The number of people suffering dental problems due to excessive grinding of the teeth has seen a sharp increase which has been linked to the recession


Dentist Yann Maidment, who owns a practice in Edinburgh, Scotland, said the amount of patients suffering due to excessive teeth grinding has risen by 10 to 20 per cent.

He told The Guardian: 'There's a lot of anxiety that redundancies may be coming, and about job losses that have already happened.'


Mr Maidment also revealed those who travel a lot for their jobs are most likely to be affected, explaining: 'They have more stressors in their life.'

Mr Maidment, who has been a dentist for the past 25 years, added he has seen a drastic increase in the amount of bite guards he has been providing.

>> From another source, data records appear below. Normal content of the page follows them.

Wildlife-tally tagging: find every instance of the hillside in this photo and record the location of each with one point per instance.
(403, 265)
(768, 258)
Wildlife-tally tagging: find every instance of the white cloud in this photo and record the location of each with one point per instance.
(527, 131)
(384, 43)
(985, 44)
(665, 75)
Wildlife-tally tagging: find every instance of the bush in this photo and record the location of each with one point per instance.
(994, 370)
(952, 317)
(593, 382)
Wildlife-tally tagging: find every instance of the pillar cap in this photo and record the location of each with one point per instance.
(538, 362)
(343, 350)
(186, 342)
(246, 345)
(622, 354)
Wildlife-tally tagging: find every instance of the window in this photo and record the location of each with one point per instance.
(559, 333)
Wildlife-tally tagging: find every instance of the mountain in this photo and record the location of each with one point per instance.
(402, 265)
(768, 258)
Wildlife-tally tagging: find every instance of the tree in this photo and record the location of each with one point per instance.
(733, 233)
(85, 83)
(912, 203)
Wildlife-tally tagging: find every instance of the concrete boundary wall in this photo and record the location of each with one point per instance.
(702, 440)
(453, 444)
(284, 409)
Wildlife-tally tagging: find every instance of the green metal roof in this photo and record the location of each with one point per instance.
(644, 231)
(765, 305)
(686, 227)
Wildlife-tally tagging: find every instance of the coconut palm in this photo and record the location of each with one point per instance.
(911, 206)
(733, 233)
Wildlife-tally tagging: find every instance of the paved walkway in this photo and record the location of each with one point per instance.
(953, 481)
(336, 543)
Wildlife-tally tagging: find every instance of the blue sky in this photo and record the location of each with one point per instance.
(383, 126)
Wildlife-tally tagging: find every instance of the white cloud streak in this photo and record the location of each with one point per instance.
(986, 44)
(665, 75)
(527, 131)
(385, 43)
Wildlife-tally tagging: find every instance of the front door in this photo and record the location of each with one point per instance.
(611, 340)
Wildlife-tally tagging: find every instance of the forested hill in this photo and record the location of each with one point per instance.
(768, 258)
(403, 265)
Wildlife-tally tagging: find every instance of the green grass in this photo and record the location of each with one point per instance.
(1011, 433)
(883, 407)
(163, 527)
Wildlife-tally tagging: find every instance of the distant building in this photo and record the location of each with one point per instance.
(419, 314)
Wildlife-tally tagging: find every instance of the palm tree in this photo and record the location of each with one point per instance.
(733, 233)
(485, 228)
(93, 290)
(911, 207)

The plastic device, similar to a rugby player's gumshield, costs between £250 and £300 and is worn at night in an attempt to stop grinding.


A patient adviser at the British Dental Health Foundation's helpline said they had seen an increase in the amount of calls they have received on the issue, explaining: 'Stress is probably the major reason - people not being able to cope with things going on in their work or love life, or having money worries.

'These situations can create tension in people's bodies and that can manifest itself as teeth grinding.'

The helpline's advised remedies for excessive grinding include corrective exercises, relaxation therapy and counselling to deal with the underlying cause of the tension.